他替我拉好拉链,留了个小口方便我呼吸,让我在这里好好呆着,走到了我看不见的地方。
处在黑暗里,没有钟表,没有声音,墙上的人影偶有闪动,让人丧失时间概念。我开始感到昏沉,储物室的灰尘和潮湿霉味越发侵入鼻腔,袋子里的氧气稀缺,我试图拉开拉链,可它的锈蚀只要稍一用力,就断掉把柄。我的手无法从饭桶给我留的小口里钻出来,反而随着扯动上移,口子越来越小。哎……饭桶,你要是再细心点就好了。

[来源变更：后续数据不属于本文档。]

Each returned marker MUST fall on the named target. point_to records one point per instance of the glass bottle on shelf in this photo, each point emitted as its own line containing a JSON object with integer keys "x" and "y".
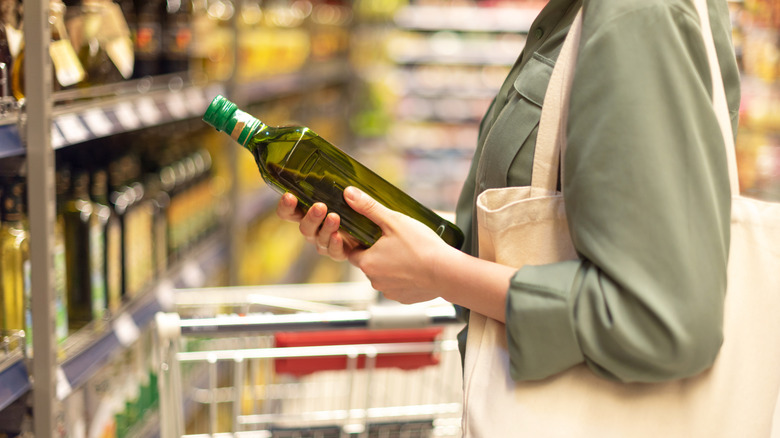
{"x": 112, "y": 241}
{"x": 84, "y": 255}
{"x": 213, "y": 36}
{"x": 297, "y": 160}
{"x": 67, "y": 69}
{"x": 14, "y": 258}
{"x": 6, "y": 59}
{"x": 148, "y": 36}
{"x": 177, "y": 36}
{"x": 62, "y": 178}
{"x": 104, "y": 46}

塑料透明膜让呼吸变得具象,濒死感降临,我像条在岸边挣扎的渴水的鱼,极力凑近那细小的缝隙中汲取氧气。
只是远远不够,我放弃挣扎了。
慢慢失去力气,眼皮每眨动一下就沉重几分。
水汽蒙在眼前,随着呼吸时而清晰时而模糊,我的死相应该不会太骇人。反正也是死过一回的人,我心平气和接受了这样的处境。

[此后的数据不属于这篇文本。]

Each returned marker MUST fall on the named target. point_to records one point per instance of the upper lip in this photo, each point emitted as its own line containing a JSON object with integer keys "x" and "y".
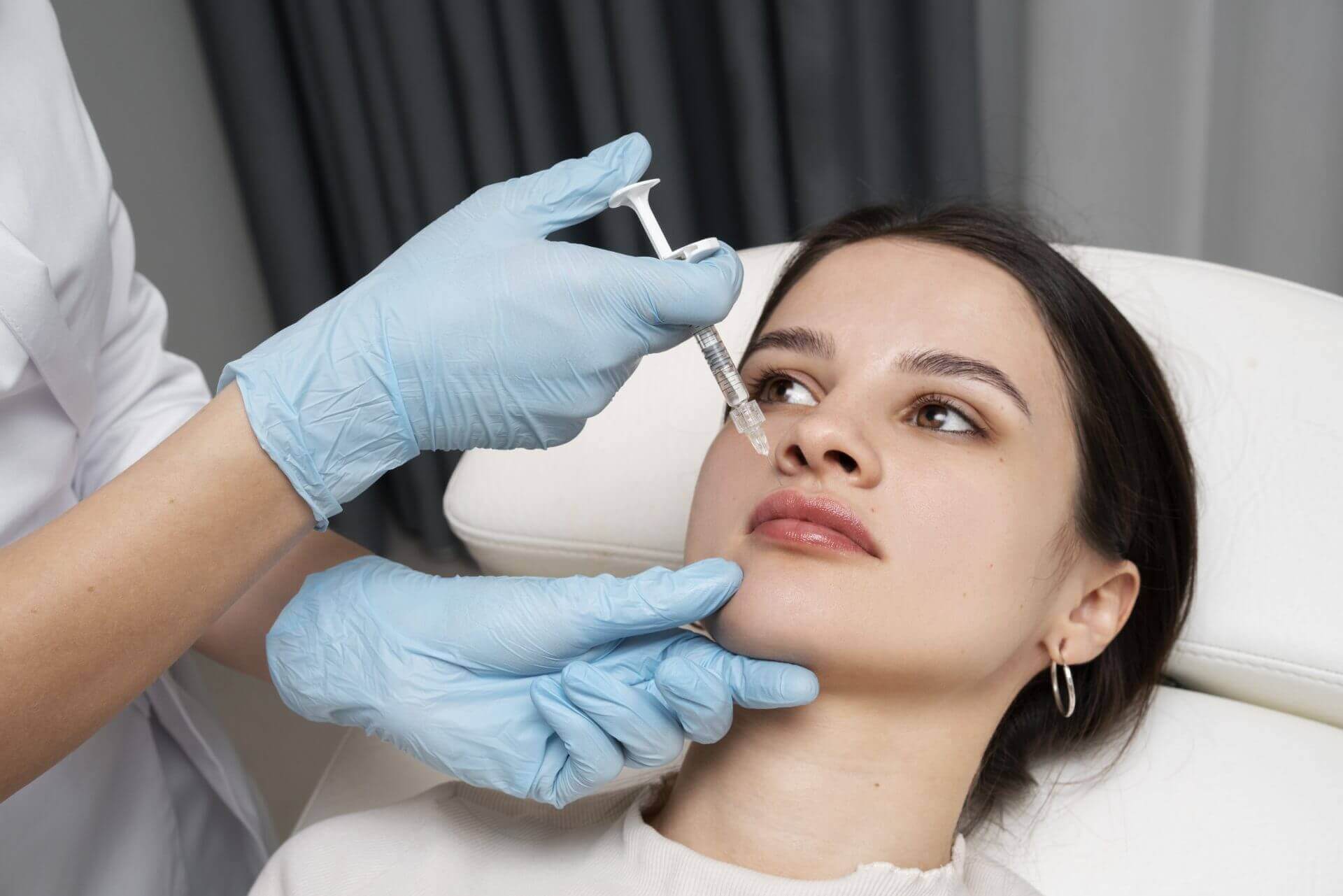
{"x": 821, "y": 509}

默默闭上眼,双手交叉置于腹部,做安详状。想象有朝一日我将飘在海面,和未来葬身鱼群的饭桶在黄泉之下见面。
在我马上就要潜入海中的刹那。
忽然,一声刺耳的撕拉响动刺破黑暗。
一束强光穿透眼皮,让我不得已伸出手挡住,追寻异响的来源。
没入塑料袋里的刀尖自上而下,势如破竹般,彻底将袋子破开成两半,一只修长的手颤抖拉开边缘,青筋浮起,缠绕在昏暗与冷光交织的苍白肤色上。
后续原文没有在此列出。